In 1985 Crighton's marriage was dissolved, and on 6 September 1986 he married Johanna Veronica Kooij, née Hol, an independent education consultant from the Netherlands, whom he had met some years earlier. In that same year he was elected professor of applied mathematics at the University of Cambridge. Here his boundless energy and talents found full scope. In 1991 he became head of the department of applied mathematics and theoretical physics and immediately took steps to establish new professorships, first in the rapidly emerging field of nonlinear dynamics, and then in the field of solid mechanics. The department continued to flourish under his inspired leadership. He played a key role in planning the move of the two departments of the Cambridge faculty of mathematics from their antiquated buildings on the Old Press site in the centre of town to the new Centre for Mathematical Sciences in west Cambridge (a move finally completed in 2002, two years after his death), and in the massive fund-raising campaign that this entailed.

From 1979 Crighton had been an associate editor of the Journal of Fluid Mechanics, the premier international journal of the subject. This was a position of great exposure, involving an immense correspondence with contributors from all over the world; from 1996, he gradually took over the editorship from the founding editor, G. K. Batchelor, whose health was failing. Crighton was elected to fellowship of the Royal Society in 1993, and for two years (1994-6) took on the additional burden of editing the Proceedings (A) of the Royal Society. Within Cambridge, Crighton was a fellow of St John's College from 1986 until his appointment as master of Jesus College in 1997. In this latter role, as in his role as head of the department of applied mathematics and theoretical physics, he governed with consummate diplomatic skill, great good humour, and a selfless concern for the members and staff of the college at all levels.

Crighton was widely respected outside Britain: he was president of the European Mechanics Society until 1997, and then continued to serve as vice-president. He was elected a member of Academia Europeae in 1999, in recognition as much for his services to European science as for his own considerable achievements in research. Institutions in the US and Europe awarded him medals and honorary doctorates.

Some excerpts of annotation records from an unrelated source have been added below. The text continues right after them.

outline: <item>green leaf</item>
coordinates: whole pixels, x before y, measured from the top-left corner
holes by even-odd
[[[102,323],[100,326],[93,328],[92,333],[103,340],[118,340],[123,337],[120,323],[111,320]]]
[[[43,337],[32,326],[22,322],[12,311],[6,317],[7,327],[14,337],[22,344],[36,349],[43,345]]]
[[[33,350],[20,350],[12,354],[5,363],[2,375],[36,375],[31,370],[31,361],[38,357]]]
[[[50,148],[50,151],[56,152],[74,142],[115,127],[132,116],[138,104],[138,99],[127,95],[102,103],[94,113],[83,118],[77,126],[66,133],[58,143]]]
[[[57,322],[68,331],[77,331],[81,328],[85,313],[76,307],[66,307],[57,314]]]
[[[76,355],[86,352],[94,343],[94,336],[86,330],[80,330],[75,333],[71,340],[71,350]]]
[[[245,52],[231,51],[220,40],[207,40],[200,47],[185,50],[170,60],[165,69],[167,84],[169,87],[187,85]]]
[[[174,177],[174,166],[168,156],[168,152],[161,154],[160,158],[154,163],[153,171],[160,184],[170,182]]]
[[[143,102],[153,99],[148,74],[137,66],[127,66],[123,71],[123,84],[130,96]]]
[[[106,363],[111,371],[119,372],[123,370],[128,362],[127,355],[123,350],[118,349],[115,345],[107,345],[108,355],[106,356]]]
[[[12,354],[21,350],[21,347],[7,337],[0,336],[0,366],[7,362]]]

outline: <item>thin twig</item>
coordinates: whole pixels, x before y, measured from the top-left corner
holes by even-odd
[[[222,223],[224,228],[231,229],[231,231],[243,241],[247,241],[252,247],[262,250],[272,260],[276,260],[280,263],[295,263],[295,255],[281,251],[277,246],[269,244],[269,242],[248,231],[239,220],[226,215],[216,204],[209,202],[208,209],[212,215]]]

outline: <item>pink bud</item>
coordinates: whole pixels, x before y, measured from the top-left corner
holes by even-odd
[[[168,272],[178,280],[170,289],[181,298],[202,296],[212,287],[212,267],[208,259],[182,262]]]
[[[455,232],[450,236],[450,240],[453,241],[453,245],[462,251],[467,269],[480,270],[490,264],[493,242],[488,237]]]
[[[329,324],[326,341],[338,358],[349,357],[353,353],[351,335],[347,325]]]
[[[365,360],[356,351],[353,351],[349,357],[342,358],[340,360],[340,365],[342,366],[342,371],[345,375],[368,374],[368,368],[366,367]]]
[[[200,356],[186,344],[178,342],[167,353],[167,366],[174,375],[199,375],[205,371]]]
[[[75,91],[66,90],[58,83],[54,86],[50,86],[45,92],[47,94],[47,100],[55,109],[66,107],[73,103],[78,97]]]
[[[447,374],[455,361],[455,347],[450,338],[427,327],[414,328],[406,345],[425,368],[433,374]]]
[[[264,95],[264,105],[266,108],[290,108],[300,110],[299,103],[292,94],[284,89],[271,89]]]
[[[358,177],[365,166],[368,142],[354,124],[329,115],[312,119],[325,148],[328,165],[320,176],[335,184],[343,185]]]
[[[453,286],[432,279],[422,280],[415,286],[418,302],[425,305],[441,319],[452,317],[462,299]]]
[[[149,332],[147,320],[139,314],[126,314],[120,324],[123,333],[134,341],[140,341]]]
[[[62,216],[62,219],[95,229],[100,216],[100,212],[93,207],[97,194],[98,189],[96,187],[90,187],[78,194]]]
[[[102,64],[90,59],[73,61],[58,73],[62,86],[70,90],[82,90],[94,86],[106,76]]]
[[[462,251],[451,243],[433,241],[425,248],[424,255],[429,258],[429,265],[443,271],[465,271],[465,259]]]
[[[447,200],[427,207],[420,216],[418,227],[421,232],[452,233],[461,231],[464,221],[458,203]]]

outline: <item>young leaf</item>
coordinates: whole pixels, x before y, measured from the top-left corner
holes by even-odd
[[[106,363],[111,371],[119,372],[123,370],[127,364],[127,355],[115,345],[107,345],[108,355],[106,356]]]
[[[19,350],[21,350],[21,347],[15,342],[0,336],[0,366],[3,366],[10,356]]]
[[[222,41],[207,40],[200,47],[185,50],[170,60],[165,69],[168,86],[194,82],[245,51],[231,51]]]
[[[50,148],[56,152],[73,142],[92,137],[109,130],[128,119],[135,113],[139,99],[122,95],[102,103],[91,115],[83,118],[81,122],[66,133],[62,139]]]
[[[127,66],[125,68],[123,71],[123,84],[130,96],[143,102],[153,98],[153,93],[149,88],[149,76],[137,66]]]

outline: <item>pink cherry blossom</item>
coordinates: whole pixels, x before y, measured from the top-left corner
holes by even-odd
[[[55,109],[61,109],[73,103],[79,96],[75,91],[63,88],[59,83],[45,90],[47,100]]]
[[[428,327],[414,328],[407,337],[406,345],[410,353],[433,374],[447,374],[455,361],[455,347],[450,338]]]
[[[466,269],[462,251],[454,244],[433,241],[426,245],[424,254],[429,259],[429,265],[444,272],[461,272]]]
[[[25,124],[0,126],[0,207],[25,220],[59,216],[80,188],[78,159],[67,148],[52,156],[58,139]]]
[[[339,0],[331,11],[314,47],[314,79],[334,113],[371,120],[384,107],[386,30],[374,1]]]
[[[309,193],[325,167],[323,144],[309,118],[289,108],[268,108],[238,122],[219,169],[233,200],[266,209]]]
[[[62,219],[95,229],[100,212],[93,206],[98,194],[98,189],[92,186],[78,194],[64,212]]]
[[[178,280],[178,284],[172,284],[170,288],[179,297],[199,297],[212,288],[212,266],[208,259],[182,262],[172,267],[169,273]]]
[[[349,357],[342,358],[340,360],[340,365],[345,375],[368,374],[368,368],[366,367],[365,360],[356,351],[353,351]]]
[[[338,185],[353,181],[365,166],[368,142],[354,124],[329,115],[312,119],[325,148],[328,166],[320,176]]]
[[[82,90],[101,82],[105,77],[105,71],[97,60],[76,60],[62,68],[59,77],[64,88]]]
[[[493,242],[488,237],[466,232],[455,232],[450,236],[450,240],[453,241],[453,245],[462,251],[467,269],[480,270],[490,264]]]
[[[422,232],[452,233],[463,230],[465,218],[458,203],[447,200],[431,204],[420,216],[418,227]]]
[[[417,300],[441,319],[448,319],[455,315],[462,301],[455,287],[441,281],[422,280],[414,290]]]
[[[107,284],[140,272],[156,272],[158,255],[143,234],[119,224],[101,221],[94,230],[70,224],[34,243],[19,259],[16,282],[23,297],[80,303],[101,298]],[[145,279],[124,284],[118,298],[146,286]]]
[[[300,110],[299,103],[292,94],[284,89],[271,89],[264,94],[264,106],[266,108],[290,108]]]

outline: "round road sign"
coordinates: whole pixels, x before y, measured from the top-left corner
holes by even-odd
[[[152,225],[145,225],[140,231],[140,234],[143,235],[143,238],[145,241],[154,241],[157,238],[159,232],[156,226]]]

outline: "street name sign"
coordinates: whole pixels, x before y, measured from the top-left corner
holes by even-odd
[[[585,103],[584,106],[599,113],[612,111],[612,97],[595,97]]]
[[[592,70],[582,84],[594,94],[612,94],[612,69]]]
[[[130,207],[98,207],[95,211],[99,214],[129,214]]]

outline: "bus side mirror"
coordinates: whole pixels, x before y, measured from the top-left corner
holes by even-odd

Outside science, David Crighton's enduring passion was for the operas of Wagner, on which he became an authority. He never missed an opportunity to attend the Bayreuth Festival, and would always seek to incorporate at least one opera in each of his many lecturing engagements around the world. A final achievement that gave him great personal satisfaction just a few weeks before his death was to conduct his college orchestra in a moving performance of the overture to Tannhäuser. His infectious enthusiasm, and the twinkle in his eye, were endearing for all who worked with him.

Crighton died of cancer at Addenbrooke's Hospital, Cambridge, on 12 April 2000, aged fifty-seven, following fifteen months of illness which he endured with great courage, relinquishing none of his heavy responsibilities. He was cremated at Cambridge crematorium following a service in Jesus College chapel. A memorial service was held at Great St Mary's, Cambridge. His early death was a shock for the worldwide community of fluid dynamics, of which he had been an influential and greatly respected member.

H. K. MOFFATT

Sources  
H. E. Huppert and N. Peake, Memoirs FRS, 47 (2001)
J. F. Williams, 'David Crighton, 1942-2000: a commentary on his career and his influence on aeroacoustic theory', Journal of Fluid Mechanics, 437 (2001), 1-11
The Times (19 April 2000)
G. I. Barenblatt, 'George Keith Batchelor (1920-2000) and David George Crighton (1942-2000), applied mathematicians', Notices of the American Mathematical Society, 48/8 (2001), 800-06
WW (2000), 471
CGPLA Eng. & Wales (2000)
b. cert.
m. certs.

Likenesses  
L. Riley-Smith, oils, 1999, Jesus College, Cambridge; copy, department of applied mathematics and theoretical physics, U. Cam.